The increase comes after the firm last year reported a 15% drop in H1 revenues to £77m, with this year's 4% rise increasing turnover to £80m based on that figure.

Taylor Wessing managing partner Tim Eyles (pictured) said that healthy activity in several practice areas had contributed to the small revenue rise.

He said: "Corporate has performed very well, and in particular private equity, which is an area we are growing. Financial institutions and markets also did well and real estate was up compared to the previous year. The patents group also had a good start to the year and is also up."

"It [£80m] is a good platform and things are looking positive for the next six months also. Based on general business confidence we are optimistic for the rest of the year."

Taylor Wessing this summer posted a 5.3% drop in firmwide revenues to £178m for the full 2009-10 financial year, while the firm's UK arm saw turnover fall 7.3% to £84.5m.

Average profits per equity partner (PEP) across the firm stood at £385,000, with PEP of £455,000 for the firm's UK LLP.

Taylor Wessing's results come after news of improved H1 financials at a large number of UK firms.

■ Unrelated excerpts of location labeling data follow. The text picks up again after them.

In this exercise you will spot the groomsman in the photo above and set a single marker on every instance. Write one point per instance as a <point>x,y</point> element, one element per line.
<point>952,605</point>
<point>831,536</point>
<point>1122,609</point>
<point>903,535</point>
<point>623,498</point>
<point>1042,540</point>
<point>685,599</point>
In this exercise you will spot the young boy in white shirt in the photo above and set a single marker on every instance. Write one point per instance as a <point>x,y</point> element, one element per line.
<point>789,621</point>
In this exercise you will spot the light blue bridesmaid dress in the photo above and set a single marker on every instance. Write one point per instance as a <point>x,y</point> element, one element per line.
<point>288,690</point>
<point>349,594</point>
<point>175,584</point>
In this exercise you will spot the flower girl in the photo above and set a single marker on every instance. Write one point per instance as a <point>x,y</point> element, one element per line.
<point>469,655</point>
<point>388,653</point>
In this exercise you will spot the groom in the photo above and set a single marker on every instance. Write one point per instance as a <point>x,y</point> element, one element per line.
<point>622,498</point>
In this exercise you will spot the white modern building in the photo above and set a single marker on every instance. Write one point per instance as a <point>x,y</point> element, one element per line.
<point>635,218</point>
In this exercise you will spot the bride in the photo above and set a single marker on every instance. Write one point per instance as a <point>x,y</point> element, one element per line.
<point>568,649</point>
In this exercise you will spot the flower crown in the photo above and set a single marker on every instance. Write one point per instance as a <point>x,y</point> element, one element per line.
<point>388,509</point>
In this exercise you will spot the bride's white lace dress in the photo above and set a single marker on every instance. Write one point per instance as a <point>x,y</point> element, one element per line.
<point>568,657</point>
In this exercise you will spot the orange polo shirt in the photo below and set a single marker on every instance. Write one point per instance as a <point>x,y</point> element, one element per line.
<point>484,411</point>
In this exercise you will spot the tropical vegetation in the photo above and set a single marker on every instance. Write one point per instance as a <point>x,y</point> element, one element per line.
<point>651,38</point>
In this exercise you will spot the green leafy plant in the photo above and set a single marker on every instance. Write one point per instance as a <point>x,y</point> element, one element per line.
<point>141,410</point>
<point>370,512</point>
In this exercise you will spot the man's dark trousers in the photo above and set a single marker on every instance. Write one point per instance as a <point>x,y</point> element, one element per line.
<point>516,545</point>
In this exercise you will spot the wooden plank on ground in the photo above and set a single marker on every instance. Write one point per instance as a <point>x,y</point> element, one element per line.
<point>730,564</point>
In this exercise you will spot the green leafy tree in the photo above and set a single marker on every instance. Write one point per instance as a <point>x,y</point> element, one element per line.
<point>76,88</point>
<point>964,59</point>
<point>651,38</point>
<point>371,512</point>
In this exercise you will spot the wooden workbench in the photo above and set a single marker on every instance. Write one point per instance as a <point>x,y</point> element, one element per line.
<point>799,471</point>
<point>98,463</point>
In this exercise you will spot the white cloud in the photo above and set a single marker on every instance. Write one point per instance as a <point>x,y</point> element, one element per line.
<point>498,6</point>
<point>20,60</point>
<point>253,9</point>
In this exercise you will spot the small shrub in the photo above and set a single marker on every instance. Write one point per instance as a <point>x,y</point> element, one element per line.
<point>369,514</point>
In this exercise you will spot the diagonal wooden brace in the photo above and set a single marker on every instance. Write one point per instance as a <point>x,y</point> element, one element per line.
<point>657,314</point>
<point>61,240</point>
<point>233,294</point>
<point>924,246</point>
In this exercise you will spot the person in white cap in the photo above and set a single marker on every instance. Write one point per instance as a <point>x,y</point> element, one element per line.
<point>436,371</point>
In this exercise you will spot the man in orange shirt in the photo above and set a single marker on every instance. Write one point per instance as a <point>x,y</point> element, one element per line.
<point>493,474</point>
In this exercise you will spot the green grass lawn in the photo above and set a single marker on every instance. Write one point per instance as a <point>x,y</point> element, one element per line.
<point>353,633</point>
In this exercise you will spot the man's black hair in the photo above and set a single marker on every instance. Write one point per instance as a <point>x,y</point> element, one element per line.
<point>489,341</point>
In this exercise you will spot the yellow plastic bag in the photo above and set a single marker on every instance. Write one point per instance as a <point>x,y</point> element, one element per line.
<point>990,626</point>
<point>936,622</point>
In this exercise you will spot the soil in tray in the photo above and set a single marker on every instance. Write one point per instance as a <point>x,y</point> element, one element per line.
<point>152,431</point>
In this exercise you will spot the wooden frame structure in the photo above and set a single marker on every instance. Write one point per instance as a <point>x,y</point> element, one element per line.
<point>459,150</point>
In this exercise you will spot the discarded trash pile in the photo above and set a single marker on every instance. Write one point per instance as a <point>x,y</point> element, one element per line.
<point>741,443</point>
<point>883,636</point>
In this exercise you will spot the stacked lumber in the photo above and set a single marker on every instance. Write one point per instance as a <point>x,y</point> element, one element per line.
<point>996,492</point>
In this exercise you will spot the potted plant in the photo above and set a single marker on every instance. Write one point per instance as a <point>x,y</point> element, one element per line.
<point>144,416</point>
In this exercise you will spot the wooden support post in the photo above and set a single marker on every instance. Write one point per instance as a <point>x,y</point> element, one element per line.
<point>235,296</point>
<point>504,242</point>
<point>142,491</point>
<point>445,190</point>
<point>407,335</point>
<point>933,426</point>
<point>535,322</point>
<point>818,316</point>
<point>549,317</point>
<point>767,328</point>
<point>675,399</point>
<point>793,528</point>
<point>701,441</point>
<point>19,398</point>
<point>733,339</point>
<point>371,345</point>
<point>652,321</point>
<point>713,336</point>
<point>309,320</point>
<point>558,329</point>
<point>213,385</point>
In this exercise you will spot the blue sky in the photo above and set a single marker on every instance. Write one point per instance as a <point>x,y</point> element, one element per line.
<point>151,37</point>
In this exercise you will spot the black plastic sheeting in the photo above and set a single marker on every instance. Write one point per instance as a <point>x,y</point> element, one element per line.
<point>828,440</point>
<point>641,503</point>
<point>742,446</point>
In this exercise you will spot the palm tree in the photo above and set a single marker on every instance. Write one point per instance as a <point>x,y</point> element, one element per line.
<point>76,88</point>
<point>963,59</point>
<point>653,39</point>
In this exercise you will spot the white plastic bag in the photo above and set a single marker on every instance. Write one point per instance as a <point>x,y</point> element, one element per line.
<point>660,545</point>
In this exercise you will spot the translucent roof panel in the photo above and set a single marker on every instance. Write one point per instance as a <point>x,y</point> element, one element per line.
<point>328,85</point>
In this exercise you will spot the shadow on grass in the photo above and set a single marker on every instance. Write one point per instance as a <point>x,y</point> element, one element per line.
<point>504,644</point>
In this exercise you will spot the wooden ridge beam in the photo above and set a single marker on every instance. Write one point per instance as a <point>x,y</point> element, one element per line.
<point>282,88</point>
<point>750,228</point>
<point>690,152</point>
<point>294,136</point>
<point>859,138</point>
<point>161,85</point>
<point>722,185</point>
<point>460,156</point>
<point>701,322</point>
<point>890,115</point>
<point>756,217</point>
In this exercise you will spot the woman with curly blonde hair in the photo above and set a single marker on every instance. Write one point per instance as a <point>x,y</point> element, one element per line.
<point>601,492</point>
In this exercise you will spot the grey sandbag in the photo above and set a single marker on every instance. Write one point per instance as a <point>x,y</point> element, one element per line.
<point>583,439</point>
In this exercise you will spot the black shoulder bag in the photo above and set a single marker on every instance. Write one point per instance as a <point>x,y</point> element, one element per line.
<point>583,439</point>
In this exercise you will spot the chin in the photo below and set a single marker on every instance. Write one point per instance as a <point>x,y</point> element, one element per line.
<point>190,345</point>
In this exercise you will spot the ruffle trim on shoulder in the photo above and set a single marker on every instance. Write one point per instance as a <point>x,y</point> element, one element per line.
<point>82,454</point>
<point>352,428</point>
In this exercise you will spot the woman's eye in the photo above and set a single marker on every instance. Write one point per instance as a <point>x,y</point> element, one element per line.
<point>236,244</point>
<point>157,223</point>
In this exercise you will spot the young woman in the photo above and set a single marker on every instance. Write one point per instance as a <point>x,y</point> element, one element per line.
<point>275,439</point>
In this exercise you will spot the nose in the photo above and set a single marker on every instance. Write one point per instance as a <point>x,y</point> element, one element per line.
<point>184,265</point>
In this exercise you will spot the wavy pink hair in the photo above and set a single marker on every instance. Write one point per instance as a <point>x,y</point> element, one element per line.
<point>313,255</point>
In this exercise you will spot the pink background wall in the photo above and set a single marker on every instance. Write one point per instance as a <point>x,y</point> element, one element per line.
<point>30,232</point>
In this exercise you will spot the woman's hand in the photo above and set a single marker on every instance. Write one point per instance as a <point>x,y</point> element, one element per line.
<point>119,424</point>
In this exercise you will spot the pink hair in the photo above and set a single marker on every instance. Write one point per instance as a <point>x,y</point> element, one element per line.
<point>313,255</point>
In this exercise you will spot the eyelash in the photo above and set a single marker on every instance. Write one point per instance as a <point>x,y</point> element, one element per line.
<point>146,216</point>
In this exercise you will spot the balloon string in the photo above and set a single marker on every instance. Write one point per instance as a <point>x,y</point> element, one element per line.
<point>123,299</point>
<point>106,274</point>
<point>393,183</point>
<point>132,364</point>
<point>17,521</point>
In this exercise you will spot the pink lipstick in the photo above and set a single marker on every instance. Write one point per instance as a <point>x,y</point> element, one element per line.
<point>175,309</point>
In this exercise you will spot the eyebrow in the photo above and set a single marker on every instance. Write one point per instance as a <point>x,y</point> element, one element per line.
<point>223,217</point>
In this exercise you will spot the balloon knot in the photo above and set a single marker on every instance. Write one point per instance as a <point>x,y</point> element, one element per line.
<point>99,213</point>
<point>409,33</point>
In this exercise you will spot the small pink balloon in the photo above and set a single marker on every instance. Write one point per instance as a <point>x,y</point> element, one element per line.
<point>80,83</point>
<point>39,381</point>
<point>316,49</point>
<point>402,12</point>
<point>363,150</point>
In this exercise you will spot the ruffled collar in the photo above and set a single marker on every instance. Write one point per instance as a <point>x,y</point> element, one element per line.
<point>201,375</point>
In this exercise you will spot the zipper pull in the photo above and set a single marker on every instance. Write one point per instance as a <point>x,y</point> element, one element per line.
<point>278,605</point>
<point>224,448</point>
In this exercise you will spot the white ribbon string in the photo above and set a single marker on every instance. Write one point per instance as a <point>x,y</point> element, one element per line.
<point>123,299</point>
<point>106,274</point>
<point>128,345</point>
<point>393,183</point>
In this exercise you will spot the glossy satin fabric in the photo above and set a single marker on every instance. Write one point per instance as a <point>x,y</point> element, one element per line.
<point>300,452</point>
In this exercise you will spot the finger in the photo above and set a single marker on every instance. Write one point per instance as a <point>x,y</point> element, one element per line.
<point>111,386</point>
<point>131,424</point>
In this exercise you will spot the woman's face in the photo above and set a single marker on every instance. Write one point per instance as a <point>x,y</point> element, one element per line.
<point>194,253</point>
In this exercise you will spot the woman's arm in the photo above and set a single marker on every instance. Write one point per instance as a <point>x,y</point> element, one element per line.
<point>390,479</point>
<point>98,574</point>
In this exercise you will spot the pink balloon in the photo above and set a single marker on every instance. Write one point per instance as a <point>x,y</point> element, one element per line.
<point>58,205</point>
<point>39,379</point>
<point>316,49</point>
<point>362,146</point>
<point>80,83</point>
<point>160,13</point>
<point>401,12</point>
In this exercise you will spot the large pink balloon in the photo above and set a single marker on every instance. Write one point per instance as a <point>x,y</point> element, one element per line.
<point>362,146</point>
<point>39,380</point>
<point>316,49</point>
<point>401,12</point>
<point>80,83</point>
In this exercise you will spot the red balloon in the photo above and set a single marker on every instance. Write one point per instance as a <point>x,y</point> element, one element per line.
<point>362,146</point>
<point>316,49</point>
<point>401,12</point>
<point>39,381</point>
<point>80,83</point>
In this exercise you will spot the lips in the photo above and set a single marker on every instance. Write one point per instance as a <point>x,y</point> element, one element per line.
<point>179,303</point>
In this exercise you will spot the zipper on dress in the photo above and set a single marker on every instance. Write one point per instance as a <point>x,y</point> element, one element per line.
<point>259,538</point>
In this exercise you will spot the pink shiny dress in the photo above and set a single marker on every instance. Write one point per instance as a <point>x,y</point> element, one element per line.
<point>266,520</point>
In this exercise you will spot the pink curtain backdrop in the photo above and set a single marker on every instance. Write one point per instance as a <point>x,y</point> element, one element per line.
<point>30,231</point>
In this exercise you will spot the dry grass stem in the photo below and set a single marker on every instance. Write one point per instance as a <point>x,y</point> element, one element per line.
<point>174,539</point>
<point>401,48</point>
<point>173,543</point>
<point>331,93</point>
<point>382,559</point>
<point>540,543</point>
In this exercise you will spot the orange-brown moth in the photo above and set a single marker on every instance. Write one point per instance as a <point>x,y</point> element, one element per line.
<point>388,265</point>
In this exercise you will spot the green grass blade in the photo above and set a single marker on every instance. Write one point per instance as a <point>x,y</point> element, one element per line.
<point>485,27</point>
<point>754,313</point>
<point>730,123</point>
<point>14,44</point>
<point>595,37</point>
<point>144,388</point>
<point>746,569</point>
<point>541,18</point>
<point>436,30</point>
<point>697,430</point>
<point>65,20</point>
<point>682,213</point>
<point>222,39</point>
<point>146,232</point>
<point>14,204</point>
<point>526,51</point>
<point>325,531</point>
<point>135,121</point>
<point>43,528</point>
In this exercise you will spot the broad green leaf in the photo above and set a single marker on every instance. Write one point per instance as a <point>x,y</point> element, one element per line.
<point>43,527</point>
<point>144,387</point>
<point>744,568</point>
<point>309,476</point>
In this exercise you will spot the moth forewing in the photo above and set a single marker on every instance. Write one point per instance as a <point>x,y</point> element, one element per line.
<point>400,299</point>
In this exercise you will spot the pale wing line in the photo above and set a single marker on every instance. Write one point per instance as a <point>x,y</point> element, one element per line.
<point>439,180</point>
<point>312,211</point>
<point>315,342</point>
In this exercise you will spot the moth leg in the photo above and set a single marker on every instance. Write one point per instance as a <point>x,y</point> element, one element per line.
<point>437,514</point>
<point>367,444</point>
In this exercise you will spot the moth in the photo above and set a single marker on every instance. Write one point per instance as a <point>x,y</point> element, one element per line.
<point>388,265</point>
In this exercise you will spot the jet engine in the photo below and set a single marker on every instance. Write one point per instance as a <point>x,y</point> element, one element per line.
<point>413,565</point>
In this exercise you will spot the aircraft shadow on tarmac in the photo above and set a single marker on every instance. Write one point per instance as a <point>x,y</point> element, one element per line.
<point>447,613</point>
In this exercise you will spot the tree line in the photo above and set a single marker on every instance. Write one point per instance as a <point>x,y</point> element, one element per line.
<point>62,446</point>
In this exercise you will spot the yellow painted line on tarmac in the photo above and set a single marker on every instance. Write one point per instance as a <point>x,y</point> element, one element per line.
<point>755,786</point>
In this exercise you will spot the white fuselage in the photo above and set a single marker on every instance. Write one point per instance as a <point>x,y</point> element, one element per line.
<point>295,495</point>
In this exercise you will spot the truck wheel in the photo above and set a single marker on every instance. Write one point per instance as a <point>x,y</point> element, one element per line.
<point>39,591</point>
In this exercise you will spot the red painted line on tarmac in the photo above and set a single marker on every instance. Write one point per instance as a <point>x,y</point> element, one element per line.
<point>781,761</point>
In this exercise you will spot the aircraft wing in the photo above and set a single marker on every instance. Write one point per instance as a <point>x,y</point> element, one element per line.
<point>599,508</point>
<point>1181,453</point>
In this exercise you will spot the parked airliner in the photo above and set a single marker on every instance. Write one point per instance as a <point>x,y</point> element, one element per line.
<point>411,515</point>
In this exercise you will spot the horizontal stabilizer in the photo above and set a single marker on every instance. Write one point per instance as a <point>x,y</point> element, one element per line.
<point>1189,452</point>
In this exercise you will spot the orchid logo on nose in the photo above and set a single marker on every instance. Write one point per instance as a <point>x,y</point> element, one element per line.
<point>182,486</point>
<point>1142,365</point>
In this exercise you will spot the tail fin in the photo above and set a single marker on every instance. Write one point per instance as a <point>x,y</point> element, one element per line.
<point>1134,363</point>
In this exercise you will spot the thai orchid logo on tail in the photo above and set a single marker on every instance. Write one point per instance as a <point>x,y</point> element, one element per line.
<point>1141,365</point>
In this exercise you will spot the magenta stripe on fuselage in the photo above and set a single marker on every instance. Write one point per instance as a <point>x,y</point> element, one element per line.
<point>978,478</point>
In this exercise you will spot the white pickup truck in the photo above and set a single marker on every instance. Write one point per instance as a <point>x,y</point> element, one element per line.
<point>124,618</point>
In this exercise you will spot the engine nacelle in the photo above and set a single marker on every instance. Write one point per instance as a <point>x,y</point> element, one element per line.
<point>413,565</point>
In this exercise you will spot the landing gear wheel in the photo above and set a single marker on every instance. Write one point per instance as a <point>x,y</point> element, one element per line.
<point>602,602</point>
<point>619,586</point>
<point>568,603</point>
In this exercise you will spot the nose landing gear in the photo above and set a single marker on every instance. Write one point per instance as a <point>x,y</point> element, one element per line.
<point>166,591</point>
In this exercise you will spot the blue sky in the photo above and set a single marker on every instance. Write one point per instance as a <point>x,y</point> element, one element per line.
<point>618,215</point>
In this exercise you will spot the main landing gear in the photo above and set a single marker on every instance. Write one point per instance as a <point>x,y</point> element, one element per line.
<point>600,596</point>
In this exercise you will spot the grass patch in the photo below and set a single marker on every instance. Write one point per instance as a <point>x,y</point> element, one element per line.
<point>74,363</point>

Berwin Leighton Paisner posted the largest H1 increase with a 30% boost, followed by Stephenson Harwood and Barlow Lyde & Gilbert, which both grew revenues by 17% over the six months.

Other firms to have posted H1 increases include Allen & Overy, Norton Rose, SJ Berwin, DLA Piper, Clyde & Co and Osborne Clarke.

Firms to have recorded a dip in revenues include Beachcroft and Eversheds, which both saw a decline of 3% for the half-year.